While this may, on the surface, sound like a truism, I'd like to address this from the point of view of one whose father lived out that philosophy.
At 16 years old, my childhood journey of being shuttled about between divorced parents and foster homes was through. I would spend the remainder of my childhood years in a foster home, because I refused to return to the home where physical abuse and constant belittling were a virtual certainty.
My father was finishing off as a seminary student, and, within the next year would begin his career as professional clergy. A champion of peace and justice, his eyes were constantly focused on the suffering of children in third world countries rather than his own children's needs at home. As a result, his wife, my stepmother, a woman who was a mere 10 years older than her oldest stepson, was left to handle the burden of three adolescent children whose lives had been ravaged by abuse and instability, as well as attempt to raise three of her own.
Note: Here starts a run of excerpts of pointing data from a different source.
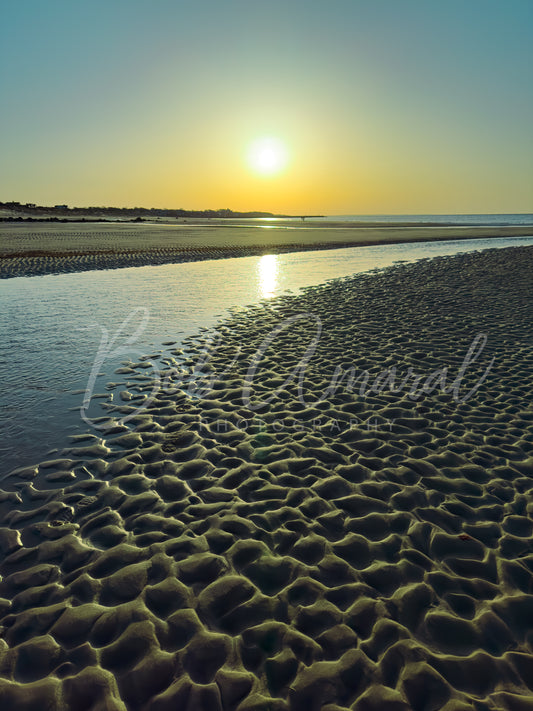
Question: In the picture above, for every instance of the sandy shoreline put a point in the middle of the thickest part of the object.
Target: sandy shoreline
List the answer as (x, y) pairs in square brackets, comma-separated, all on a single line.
[(31, 250), (361, 550)]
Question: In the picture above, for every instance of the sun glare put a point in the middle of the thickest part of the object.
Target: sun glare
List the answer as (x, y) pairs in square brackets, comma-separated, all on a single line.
[(267, 156)]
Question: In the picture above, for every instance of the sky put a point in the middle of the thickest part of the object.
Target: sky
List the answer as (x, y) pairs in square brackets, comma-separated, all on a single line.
[(372, 106)]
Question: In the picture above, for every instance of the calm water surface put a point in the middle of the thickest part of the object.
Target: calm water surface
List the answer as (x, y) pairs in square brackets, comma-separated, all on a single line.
[(52, 326)]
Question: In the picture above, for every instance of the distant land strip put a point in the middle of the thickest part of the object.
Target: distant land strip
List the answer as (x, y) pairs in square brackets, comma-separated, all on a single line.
[(60, 249)]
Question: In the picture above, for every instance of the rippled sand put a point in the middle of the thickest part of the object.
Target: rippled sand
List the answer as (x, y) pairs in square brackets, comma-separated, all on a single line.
[(370, 551), (33, 249)]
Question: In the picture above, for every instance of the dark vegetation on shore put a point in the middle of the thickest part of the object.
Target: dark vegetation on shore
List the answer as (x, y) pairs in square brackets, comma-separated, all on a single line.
[(62, 213)]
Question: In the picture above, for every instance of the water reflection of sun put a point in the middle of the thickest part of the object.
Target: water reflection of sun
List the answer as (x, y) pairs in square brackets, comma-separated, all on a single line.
[(267, 276)]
While I left my parents' home, I would spend the next 17 years in a futile attempt to salvage a relationship with the man I both adored and loathed. And every time I had a need, the needs of some anonymous child in a banana republic would come before mine. When I made a mistake at 18 that sent me to jail, my father did not once come to visit or to see how I was doing, and I spent the next three years on probation basically a stranger in a strange land, with no family for support. When I was arrested, he was in Nicaragua, demonstrating his compassion for all of his good Christian friends.
When I spent the weekend in the hospital almost a dozen years ago concerned about chest pains and fatigue (an irregular heartbeat was discovered), my dad, a mere 200 miles away at the time, would not make the trip to check on my welfare.
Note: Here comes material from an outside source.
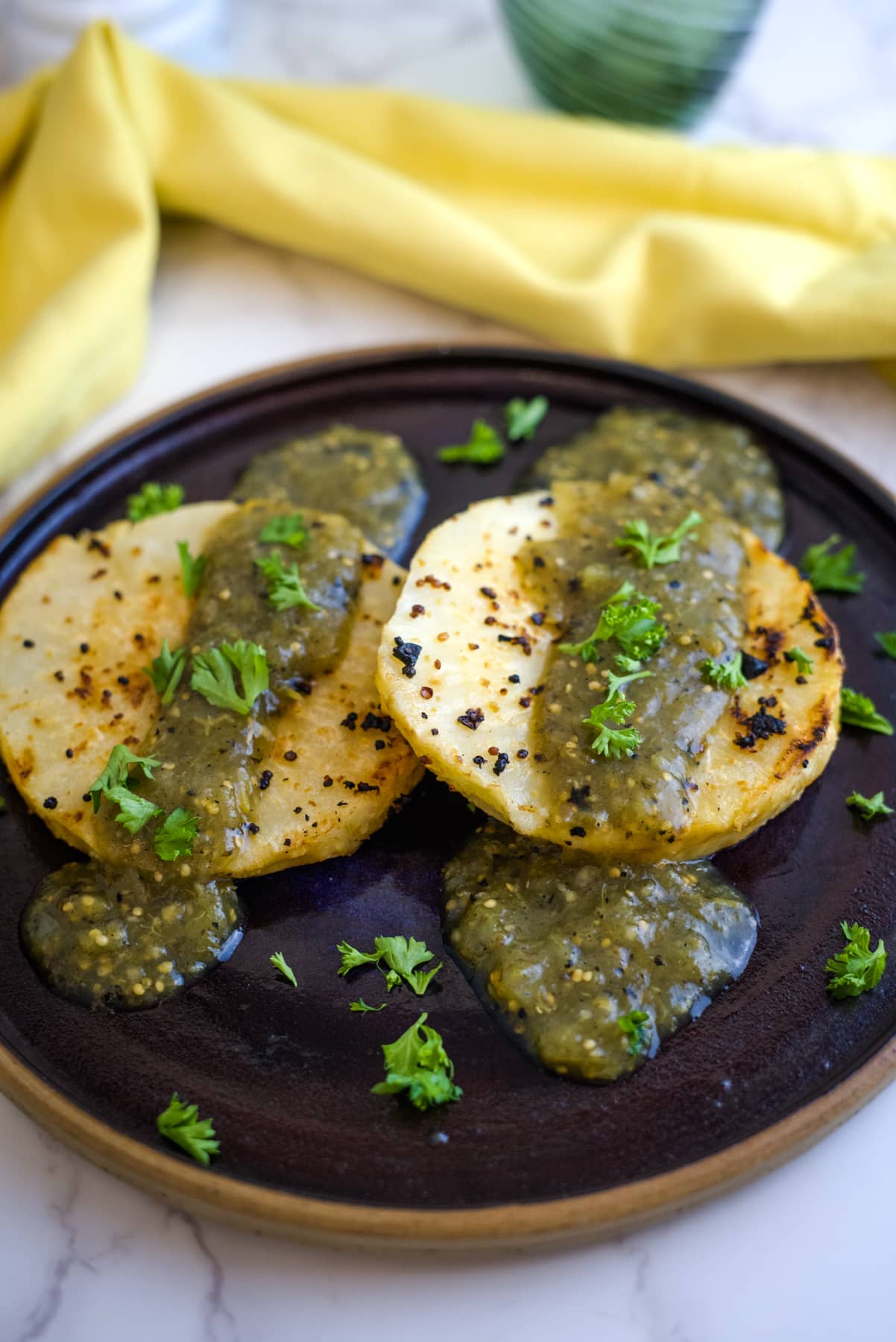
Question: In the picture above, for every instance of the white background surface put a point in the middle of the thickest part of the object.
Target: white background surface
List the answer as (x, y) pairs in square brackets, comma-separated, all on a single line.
[(807, 1253)]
And the seasons passed by. While my father did, on occasion, come up to see us, birthdays passed, both mine and those of my children, without his bothering to be a part. And through all of it, he kept up appearances, and the children of third world countries were always important.
I've healed from those past hurts. Some years back I realized that for my own emotional health, I needed to break off my relationship with my father once and for all. But I still have that hole, that hole that should have and could have been filled by a man whose compassion for anonymous children in faraway countries was as endless as his contempt for the children he sired.
It is good, and proper to look out for the needs of the less fortunate. But we should never think that doing so while neglecting our own children is a noble or proper cause. Or else we are, in essence, creating children that some other person needs to look out for, and continuing the problem. If one really feels the need to focus so strongly on the needs of the children of the third world, it is probably best, then, if they have none of their own.